The US auto industry has been dead man walking for a generation, it's ultimate demise stalled by a series of stays of execution (the Chrysler bailout), happy accidents (the SUV boom), and labor givebacks. The current credit crunch has done little more than hasten the final insolvency of GM, Chrysler and Ford. With collapsing of credit drying up sales, the companies' cash burn has become unsustainable (GM burned almost $7 billion in cash in the third quarter leaving it with too little cash to survive another quarter) and private money has disappeared (investor Kirk Kerkorian walked away from a new round of investment in Ford and is liquidating his remaining position selling shares at a reported loss of $700 million).
Sure there's plenty of blame to go around for the woeful situation including generations of unimaginative management focused more on eking out incremental revenue (for example by expanding the now cratering auto finance business) than on designing, manufacturing and marketing the best, most innovative, most competitively priced, most consumer friendly cars. (The increasingly hysterical claims about the fallout of a potential GM bankruptcy--2.5 million jobs lost, for example--have done little to enhance the reputation of GM CEO Rick Wagoner.)
But as much as anything, there are trends beyond management's control have doomed US car manufacturers--the high cost of fuel, the low cost of labor elsewhere, the legacy costs of pension and health benefits for two generations of employees. As long as these externalities remain realities--and that's for the foreseeable future--America's big three automakers will remain insolvent. In other words, there is no saving the industry as we know it. These companies need to become smaller. They need to make fewer cars. They need to employ fewer people. They need to focus on many fewer name plates. They need innovative new manufacturing processes to allow for made-to-order assembly. And most of all they need to operate in the future with much lower benefits costs. In other words, these companies don't need the kind of prolonged life support that Congressional Democrats are proposing, they need complete reorganization.
In the US we have a process for completely reorganizing companies. That process is called Chapter 11 bankruptcy--in which creditors take control of a failing company and rebuild it under the auspices of a federal judge. Forestalling a Chapter 11 reorganization by propping up the current industry structure and its three insolvent companies would be a tragic disaster and an enormous missed opportunity for the nation. And if it occurs it will represent the worst kind of business as usual in Washington--where preserving a marriage of political convenience (in this case between the Democratic party and the UAW) trumps the nation's best interest.
Saving Chrysler, Ford, and GM is not the same thing as saving the banks. If the banking system fails the entire economy grinds to a halt and a recession becomes a depression. If the the auto companies are forced to operate under bankruptcy protection, sure jobs are lost, but the system survives more or less intact.

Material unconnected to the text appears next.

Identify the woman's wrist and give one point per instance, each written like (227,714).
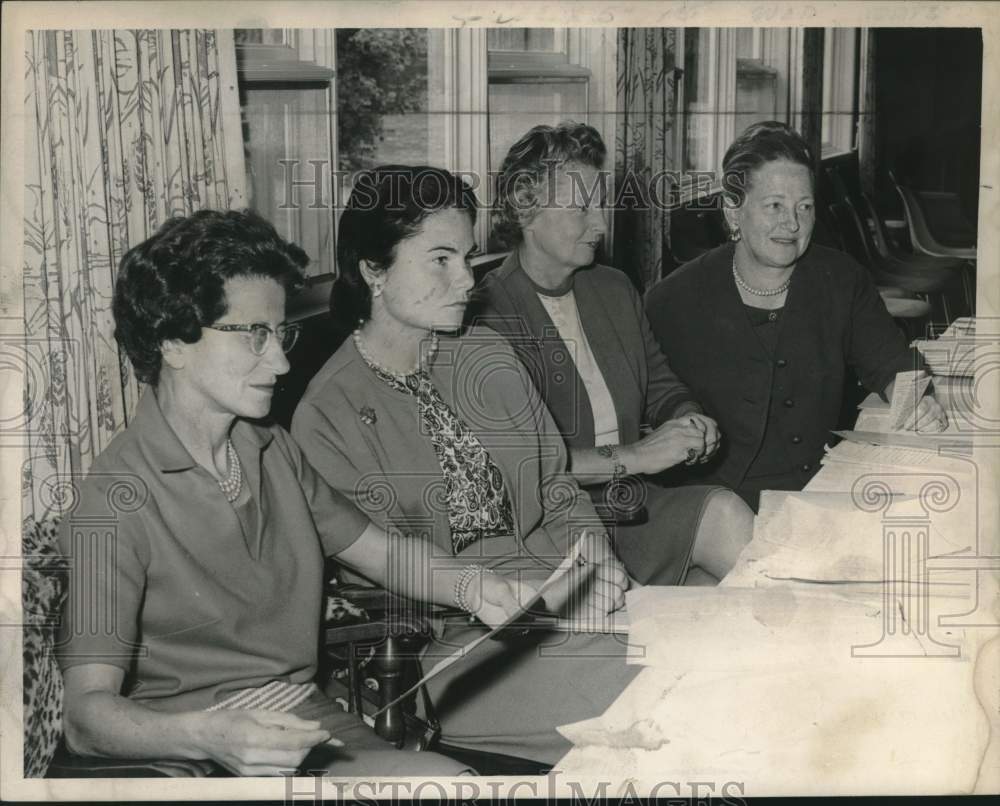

That doesn't mean the government would have no role to play in the bankruptcies of the big three. Each would of course be operating under federal court supervision. Most likely the US government would be a major provider of debtor in possession financing to the companies. Active involvement of the federal government in the bankruptcies of the big three would ensure that the US maintains the capacity to design and manufacture automobiles (a compelling state's interest), limit the collateral damage of job and benefits losses, and promote the crucial national security goal of curing the nation's addiction to oil.
Most importantly, the government must seize this moment to completely remodel the way the nation provides retirement and health care benefits to its citizens--call it America 2.0. Since the early 1950s the auto industry has represented the gold standard in employer-based health care and retirement benefits and for 25 years at the middle of the American century--when American industry and the US dollar ruled the world; when it was a labor not a service economy in which labor quality, not technology, was at the source of industrial productivity; when the median age of the nation was much younger and its citizens' lifespans much shorter. It was a system that worked fantastically well under those conditions providing car companies with huge profits and providing even non-college educated blue collar workers compensation enough to buy homes, raise healthy families, and retire with stability. But since the 1970s global economic conditions have shifted tectonically while our national system for providing for citizens has changed only incrementally.
Our system of employer based benefits no longer works for anybody. It's created a retirement crisis and a two tiered health care system where the rich get phenomenal health care while the majority of the nation is stuck with second class care and where job growth is restrained by the swelling cost of benefits. A government bailout of the big three that preserves the current system, or worse one that federalizes benefits for car company employees without changing the structure for all American citizens and companies would be a tragic lost opportunity.
The looming failure of the US auto industry is the first test for the President-elect. So far Mr. Obama has shown precious little leadership on the matter. I understand the politics. If the government acts in the lame duck session, Obama can insulate himself from the political fallout that a true transformation would entail. But the season of politics is ended and the season of leadership begun.